Written by: Alison Laurie, Senior Consultant, Crown Vets Inverness

Blue-Green Algae is a term used to describe a group of bacteria, called cyanobacteria. They are not actually algae, they got this name because they often give the appearance of algae when they clump together in bodies of water. The cyanobacteria cannot be seen with the naked eye unless they clump together. When this happens, they can look like frothy, green flakes or bundles of brown-green dots on a pond, loch or stream. When the bacterium “blooms”, it can give the appearance of a blue-green “scum” on the surface of the water. It sometimes looks a bit like frothy, green pea soup. “Blooms” of the organisms often build up around the edges of still water. It is most common in still fresh water such as lochs and ponds during hot, dry weather, when there is less rainfall.

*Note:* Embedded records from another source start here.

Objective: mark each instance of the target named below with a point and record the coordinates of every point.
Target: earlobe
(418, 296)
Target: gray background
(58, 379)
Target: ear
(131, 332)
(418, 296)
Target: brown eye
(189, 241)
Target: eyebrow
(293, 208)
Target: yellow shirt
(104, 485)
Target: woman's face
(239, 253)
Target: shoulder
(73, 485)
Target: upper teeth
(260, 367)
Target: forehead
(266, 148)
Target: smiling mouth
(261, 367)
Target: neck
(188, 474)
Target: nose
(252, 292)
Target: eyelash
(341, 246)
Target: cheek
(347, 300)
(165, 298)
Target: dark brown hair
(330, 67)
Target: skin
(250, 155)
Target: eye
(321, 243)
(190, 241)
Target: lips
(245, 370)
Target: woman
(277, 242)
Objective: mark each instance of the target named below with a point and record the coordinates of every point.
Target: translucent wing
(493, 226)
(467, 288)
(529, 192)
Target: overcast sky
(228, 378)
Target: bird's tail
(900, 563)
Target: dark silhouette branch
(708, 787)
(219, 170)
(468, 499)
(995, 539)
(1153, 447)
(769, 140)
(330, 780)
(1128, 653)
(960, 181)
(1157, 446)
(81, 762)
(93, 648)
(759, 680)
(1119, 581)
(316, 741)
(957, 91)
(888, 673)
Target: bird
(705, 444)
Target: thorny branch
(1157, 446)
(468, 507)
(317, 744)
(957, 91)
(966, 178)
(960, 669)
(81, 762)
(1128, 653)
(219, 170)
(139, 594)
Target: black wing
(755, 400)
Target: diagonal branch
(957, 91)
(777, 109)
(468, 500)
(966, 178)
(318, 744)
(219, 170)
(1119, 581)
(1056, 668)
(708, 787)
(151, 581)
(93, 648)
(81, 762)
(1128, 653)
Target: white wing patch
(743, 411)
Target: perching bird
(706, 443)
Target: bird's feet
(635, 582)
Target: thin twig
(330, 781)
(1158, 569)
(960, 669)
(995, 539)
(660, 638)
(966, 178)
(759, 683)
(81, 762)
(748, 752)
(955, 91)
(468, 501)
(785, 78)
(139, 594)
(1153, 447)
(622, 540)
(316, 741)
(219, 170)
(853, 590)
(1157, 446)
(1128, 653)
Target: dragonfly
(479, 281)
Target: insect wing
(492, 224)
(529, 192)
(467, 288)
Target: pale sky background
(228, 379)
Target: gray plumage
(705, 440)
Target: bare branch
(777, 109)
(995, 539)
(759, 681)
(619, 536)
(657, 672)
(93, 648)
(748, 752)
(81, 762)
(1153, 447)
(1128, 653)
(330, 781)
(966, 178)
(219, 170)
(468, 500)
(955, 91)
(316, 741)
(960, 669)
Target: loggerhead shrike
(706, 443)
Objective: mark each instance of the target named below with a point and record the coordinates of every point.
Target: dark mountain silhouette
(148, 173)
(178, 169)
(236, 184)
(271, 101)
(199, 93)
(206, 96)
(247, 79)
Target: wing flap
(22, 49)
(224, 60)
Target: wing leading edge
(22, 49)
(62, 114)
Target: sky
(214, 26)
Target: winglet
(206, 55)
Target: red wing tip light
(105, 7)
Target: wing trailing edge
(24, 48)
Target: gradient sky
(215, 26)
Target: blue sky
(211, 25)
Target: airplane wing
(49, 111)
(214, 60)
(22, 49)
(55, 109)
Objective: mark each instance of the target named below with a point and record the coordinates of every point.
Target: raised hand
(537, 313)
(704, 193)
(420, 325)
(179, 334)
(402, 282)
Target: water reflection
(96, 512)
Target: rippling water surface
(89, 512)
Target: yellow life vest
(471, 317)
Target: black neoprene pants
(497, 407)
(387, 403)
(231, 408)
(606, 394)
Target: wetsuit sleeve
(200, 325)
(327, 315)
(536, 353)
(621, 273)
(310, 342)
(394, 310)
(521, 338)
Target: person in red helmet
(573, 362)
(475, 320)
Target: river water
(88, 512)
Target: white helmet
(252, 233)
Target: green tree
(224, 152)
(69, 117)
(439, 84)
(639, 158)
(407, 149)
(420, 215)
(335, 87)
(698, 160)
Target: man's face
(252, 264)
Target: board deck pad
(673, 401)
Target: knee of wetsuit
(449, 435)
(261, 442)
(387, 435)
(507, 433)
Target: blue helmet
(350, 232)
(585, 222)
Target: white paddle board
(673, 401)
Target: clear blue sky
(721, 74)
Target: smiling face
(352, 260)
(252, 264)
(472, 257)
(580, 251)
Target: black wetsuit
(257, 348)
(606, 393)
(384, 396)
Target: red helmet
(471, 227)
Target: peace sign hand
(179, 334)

The “blooms” of the blue-green algae can produce harmful toxins which can cause acute Liver failure. Sadly, exposure to the toxic organisms is often fatal, and may also cause long term health problems in dogs that do survive after ingestion. Some types can kill a dog a very short time after drinking contaminated water. Dogs swimming in contaminated water can also get the algae caught in their fur, and then ingest them while licking and cleaning themselves afterwards.

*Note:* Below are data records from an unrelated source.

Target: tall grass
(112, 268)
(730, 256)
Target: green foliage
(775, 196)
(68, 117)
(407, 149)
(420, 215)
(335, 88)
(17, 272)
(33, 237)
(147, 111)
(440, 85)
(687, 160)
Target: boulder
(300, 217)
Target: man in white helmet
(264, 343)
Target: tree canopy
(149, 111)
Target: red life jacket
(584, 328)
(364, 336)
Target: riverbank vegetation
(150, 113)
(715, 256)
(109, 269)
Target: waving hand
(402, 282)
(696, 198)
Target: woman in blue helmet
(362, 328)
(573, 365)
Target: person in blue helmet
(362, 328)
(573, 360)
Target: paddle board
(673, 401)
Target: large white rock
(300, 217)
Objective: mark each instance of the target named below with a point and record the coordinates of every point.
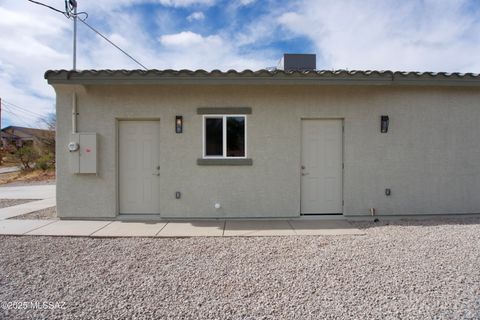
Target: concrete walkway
(207, 228)
(46, 194)
(28, 192)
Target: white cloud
(198, 15)
(189, 39)
(379, 34)
(186, 3)
(246, 2)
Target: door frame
(117, 159)
(342, 120)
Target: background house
(14, 136)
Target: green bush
(45, 162)
(26, 155)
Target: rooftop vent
(298, 62)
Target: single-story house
(267, 143)
(15, 136)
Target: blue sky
(409, 35)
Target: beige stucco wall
(430, 158)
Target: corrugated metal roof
(326, 77)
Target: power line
(70, 14)
(113, 44)
(49, 7)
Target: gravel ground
(45, 214)
(406, 270)
(13, 202)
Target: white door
(322, 163)
(139, 170)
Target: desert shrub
(45, 162)
(27, 156)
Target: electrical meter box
(83, 152)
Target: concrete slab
(258, 228)
(324, 227)
(201, 228)
(28, 192)
(130, 229)
(70, 228)
(19, 227)
(9, 212)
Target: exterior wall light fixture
(178, 124)
(384, 124)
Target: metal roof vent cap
(298, 62)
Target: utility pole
(74, 3)
(1, 133)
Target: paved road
(9, 169)
(28, 192)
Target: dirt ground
(28, 177)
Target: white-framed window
(224, 136)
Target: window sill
(224, 162)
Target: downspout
(74, 112)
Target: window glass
(235, 136)
(214, 137)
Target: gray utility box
(83, 152)
(298, 62)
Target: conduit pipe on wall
(74, 112)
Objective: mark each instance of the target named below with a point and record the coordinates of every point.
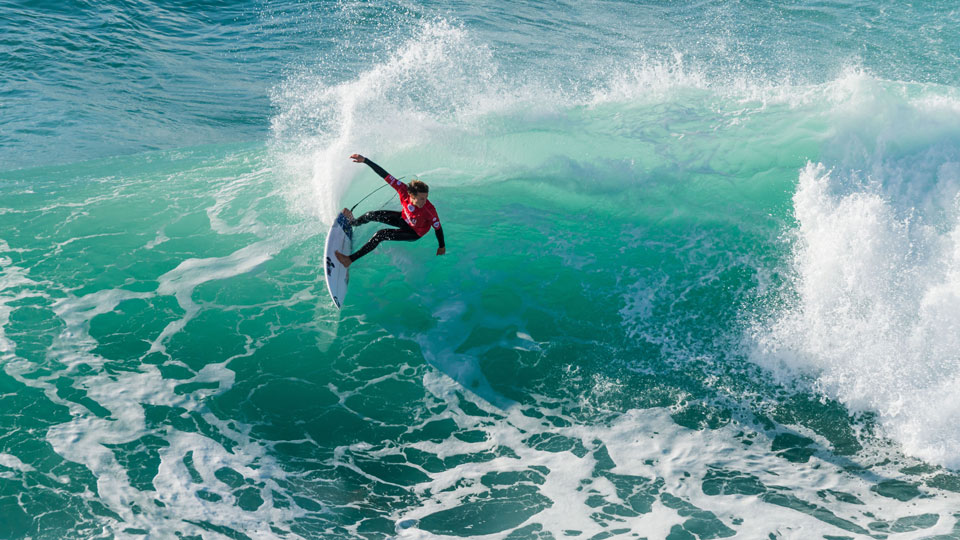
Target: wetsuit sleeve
(396, 184)
(376, 168)
(437, 228)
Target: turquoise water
(702, 278)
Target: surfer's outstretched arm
(376, 168)
(443, 247)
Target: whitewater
(702, 275)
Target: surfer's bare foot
(344, 260)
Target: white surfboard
(339, 239)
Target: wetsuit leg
(404, 235)
(389, 217)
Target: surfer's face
(418, 199)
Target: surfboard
(340, 238)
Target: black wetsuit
(403, 232)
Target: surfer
(417, 217)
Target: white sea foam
(875, 311)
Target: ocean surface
(702, 275)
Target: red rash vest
(420, 219)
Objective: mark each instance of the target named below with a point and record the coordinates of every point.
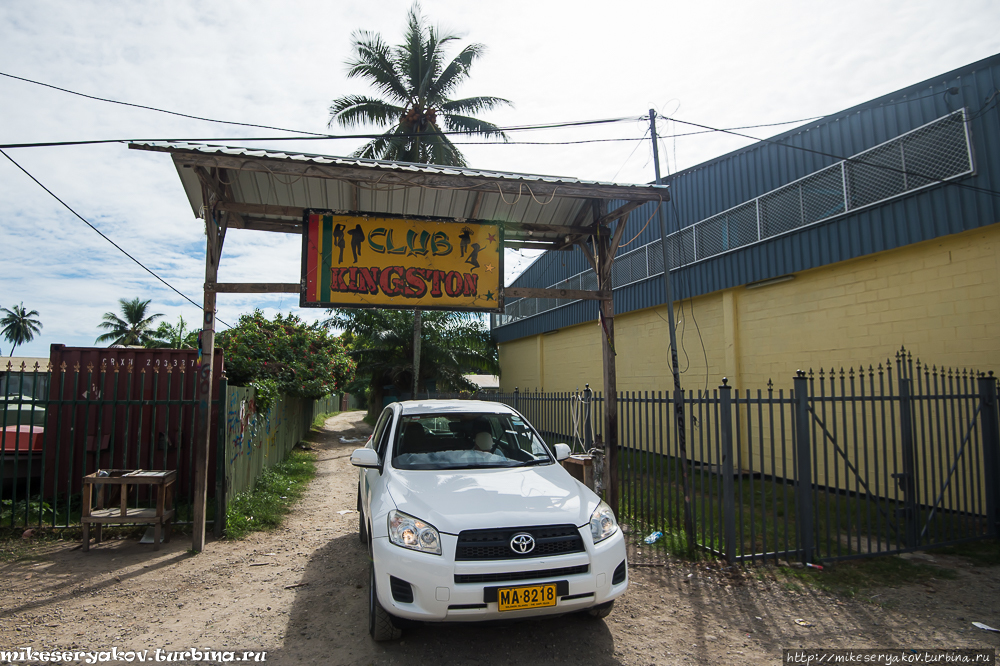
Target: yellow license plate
(532, 596)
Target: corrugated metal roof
(727, 181)
(275, 178)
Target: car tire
(362, 523)
(380, 623)
(601, 611)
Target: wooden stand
(160, 517)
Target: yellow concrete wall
(941, 299)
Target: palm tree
(18, 325)
(174, 337)
(453, 344)
(414, 83)
(135, 329)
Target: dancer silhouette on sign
(474, 256)
(338, 240)
(357, 237)
(466, 236)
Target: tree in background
(453, 344)
(174, 337)
(414, 82)
(284, 356)
(136, 328)
(19, 325)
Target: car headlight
(413, 533)
(602, 522)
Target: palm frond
(359, 110)
(456, 71)
(374, 61)
(473, 126)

Concentrations of the algae vary throughout the year and may not always be harmful however you can’t tell simply by looking at them whether or not they are dangerous. It is best not to run any risk of allowing your dog to come into contact with water bodies in hot, dry weather where the organisms may be present.

If your dog shows any of the following signs after drinking from, or swimming in water, then contact the surgery immediately:

  • Vomiting/being sick
  • Diarrhoea, often with blood
  • Seizures/fitting
  • Weakness/collapse/unconsciousness
  • Disorientation/confusion
  • Drooling or Frothing at mouth
  • Breathing difficulties

These symptoms are commonly seen with other illnesses too, but you should always call us if you are worried that your pet is suddenly sick after having access to water bodies. Sadly there is no antidote for the toxins produced by the cyanobacteria.  If caught early enough, we may try to make your dog sick and attempt to flush the toxins from the body by giving intravenous fluids and administer gut protecting treatments. Sadly though, even with urgent Veterinary help, this poisoning is often fatal.

Do keep your dog well away from water that you know, or suspect, may contain blue-green algae. They should not be allowed to drink, swim or paddle in such water. Note that the wind often blows “blooms” of algae to the edges of ponds or lochs, so higher concentrations of the toxin are more likely to be present at the water’s edge where your dog may stop to drink. 

Take note of signs warning of the known presence algae during dog walks and do take heed of any information given.  Note blue-green algae is also toxic to cats.

If you think you may have spotted blue -green algae in a water body and you cannot see any warning signs around, please report this to the Environment Agency, Incident Hotline Tel: 0800807060.